I might have gone to my parents if I had been encouraged in any way to consult them when I was in trouble. Instead, it was made clear to me that I wasn’t to bother them with my life issues because they were too busy to view me as anything other than an irritating burden. I was always made to feel like I was not merely the lowest priority in their lives, I has zero priority, a null set, and therefore there was no logically possible condition in which I would matter.

It occurs to me that this attitude of pathetic need for nurturing probably contributed to people’s not wanting to deal with me. Especially when combined with my precocious and unpredictable intelligence. I have talked before in this space about the mixed messages I put out. A powerful mind, especially one like mine that sees through the social illusions and mental grooves that limit most people’s reality, sends a very strong message of power. In my case, it apparently comes off me in waves like being next to a power substation. And yet, this attitude of entreaty and eagerness to please sends an (at least) equally powerful message of being lower status than everyone I meet.

And when the human brain processes those kinds of messages,  power but not status, the emotional output of that process is “bad alpha”, and we HATE incompetent alphas.

So what I need to do to move forward is to change the message I am putting out into the world. I have to stop being the sad dog that wags his tail whenever anyone even looks in his direction and find a way to be someone people can respect.

Note, I do not mean by this to say I am planning to change who I am. Just that I need to change how I come across if I want to get closer to people without creeping them out.

We will take the need for improvements in personal grooming and care as a given.

The voyage to a less pathetic me has to begin with the ability to imagine the destination, and I am not there yet. I have no idea what a more respectable me would be like. I have been the sad version of me for so long.
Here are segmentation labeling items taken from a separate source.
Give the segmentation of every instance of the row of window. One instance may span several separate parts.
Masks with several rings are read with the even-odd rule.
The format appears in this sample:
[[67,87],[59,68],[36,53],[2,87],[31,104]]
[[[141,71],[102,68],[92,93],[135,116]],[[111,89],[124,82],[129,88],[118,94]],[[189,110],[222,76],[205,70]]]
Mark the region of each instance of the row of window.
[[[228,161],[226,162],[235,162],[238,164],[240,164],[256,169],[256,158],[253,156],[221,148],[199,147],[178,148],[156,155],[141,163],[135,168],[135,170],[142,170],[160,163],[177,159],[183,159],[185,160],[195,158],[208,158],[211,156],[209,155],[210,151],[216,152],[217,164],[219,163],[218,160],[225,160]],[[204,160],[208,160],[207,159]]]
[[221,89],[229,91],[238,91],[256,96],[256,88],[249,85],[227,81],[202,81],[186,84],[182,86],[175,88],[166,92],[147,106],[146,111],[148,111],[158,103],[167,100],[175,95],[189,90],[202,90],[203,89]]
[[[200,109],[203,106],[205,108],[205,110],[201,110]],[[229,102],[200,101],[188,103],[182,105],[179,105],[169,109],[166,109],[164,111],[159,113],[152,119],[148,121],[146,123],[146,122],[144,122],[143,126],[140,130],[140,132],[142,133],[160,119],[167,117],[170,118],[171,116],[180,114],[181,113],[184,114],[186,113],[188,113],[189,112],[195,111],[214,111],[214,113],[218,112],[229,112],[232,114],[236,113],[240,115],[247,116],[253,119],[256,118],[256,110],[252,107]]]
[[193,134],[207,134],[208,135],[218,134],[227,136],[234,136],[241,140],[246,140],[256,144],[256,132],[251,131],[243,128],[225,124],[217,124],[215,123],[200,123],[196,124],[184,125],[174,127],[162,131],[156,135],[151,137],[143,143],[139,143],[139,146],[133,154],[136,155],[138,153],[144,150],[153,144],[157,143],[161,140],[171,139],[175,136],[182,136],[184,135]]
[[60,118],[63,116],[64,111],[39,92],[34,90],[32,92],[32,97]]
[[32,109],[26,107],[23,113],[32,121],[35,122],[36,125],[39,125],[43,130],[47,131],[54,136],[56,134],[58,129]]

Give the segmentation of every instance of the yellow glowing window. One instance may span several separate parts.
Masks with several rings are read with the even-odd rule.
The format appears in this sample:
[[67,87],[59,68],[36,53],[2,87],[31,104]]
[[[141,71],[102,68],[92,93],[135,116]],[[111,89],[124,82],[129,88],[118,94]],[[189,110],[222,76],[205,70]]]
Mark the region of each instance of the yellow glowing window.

The lack of employability and resulting low income lifestyle had done a number on me as well. I hope to correct that via my VFS education and my natural abilities, but that’s six months away and I would kind of like to feel good about myself before then.

Besides, when I am hustling for a job out there in Entertainment Land, an air of pathetic neediness will not serve me well.

Without a clear vision of the version of me I want to project into the world, I will have to kind of feel my way around till something occurs to me.

Certainly, I need to lose (or at least, conceal) the feelings of hopelessness and uselessness. I am not as incompetent as I often feel. It’s true that I have difficulties in doing some things, but that’s due to factors beyond my control. It in no way attaches to me as a person, any more than my eye color or my allergies.

Another thing that has to go is the desperate longing for positive attention. People inherently avoid people like that. It’s cruel but understandable. People around someone who is nakedly needy makes people uncomfortable because it feels like said person is asking for far more than you would normally give in social circumstances.

So I have to come across as more self-contained. And yet, at the same time, I can’t come across as closed off and aloof. It would be very easy for me to go into that mode. It feels like it’s the next setting on my personality controls. I am already prone to isolating myself and doing my own thing. Why not turn that into an asset?

Because I would come across as a total penis, that’s why. Plus, my warm personality is the power core of my charisma and I would be a fool to cut myself off from that powerful an asset. I can be downright magnetic when I have my head right.

The trick is to get my head right.

I’m working on it.

I will talk to you nice people again tomorrow.